Maître Frugier, avocat de Noura Bourasdevant la cour d'Assises de Gironde
"Si Claude Alonso accueille des personnes fragiles, c'est pour se constituer un terrain de chasse avec des proies faciles", a poursuivi l'avocat général. "Pour ces victimes, il n'y a pas besoin de séquestrer les gens pour les enfermer", a exprimé Me Frugier. Et l'avocat de Noura Bouras de citer Daniel Zagury, un expert-psychiatre intervenu mercredi par visio-conférence : "Les barbelés sont dans les têtes".
L'autre plaignante présente, Vanessa Alonso, fille de "Zeus", était représentée par Maître Picotin. "Elle a su que son père avait des défauts dès 11 ans, quand il s'est glissé dans son lit", a détaillé l'avocat. Après avoir coupé les ponts, la jeune fille s'est rapprochée de Claude Alonso à dix-huit ans.
"C'est sa seule et unique responsabilité. A qui donner une seconde chance si ce n'est à son père ?"
Maître Frugier, avocat de Vanessa Alonsodevant la cour d'Assises de Gironde
"Ce n'est pas parce qu'il y a soumission qu'il y a viol, il y a des femmes soumises, c'est ainsi"
L'accusé était défendu par Mes Rapaud et Parastatis. Les deux avocats ont plaidé le consentement des plaignantes, même pour le cas d'inceste. "L'inceste est moralement mal vu, mais juridiquement autorisé entre deux personnes adultes consentantes", a estimé le premier. Quentin Rapaud a fustigé un portrait "détestable" de son client, "où l'on noircit le tableau". Pour lui, la communauté, "suivie médicalement", n'était pas "coupée du monde". "Les pensionnaires y avaient plus d'avantages que d'inconvénients", a-t-il froidement lâché.

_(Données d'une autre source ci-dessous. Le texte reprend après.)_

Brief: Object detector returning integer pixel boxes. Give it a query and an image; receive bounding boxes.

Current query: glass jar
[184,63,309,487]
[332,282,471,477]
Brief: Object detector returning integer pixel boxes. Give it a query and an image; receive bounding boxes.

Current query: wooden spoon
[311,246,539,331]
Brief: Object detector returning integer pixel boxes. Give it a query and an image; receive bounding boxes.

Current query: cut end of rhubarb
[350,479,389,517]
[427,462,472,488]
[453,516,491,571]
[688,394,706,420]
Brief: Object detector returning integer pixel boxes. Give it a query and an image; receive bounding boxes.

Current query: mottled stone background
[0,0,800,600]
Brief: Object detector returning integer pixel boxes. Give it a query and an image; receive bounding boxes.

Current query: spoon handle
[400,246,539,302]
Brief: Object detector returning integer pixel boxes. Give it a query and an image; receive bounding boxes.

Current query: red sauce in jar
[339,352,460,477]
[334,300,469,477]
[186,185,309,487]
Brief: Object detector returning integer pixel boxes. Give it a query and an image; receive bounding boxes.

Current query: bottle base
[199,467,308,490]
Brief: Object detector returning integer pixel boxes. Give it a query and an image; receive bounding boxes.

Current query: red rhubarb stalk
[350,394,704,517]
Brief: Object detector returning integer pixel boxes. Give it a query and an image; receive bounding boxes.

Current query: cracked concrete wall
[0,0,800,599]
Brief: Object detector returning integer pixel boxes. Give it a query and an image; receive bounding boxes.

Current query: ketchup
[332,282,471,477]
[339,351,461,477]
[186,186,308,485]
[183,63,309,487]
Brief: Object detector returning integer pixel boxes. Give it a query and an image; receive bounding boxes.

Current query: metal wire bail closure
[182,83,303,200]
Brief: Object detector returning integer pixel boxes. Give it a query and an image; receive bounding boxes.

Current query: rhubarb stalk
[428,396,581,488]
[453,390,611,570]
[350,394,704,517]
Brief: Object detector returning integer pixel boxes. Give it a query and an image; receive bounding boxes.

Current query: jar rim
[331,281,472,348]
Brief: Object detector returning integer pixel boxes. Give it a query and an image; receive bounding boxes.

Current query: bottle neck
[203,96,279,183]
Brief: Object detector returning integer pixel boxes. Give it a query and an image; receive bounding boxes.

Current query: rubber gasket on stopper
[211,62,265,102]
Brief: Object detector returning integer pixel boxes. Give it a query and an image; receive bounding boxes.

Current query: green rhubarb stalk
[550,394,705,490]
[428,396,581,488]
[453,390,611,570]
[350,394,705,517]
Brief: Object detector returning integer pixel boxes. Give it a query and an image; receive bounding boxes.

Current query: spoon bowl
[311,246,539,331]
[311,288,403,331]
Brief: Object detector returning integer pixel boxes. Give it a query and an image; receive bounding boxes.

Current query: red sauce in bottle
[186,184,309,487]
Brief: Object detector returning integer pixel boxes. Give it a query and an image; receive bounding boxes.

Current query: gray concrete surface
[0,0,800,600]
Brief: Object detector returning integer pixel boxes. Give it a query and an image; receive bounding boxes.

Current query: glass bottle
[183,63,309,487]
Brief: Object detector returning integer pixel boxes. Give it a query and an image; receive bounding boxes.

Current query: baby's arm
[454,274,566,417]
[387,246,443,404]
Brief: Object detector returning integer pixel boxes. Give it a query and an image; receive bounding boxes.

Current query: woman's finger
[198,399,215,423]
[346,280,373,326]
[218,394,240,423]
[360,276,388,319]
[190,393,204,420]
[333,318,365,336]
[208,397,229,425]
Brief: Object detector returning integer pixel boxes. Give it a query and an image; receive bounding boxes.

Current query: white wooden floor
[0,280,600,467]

Georges Parastatis a embrayé le pas de son collègue : "Ce n'est pas parce qu'il est manipulateur, pervers et narcissique qu'il est violeur", a-t-il déclaré dans un ton offensif. "Le viol ne peut découler d'une soumission, a ajouté l'avocat de la défense. Ce n'est pas parce qu'il y a soumission qu'il y a viol, il y a des femmes soumises, c'est ainsi." Neuf ans après le premier signalement contre Claude Alonso, il vient d'être condamné à dix-huit ans de réclusion criminelle, assortis d'une de peine de sûreté de neuf ans. Vendredi soir, "Zeus" dort en prison.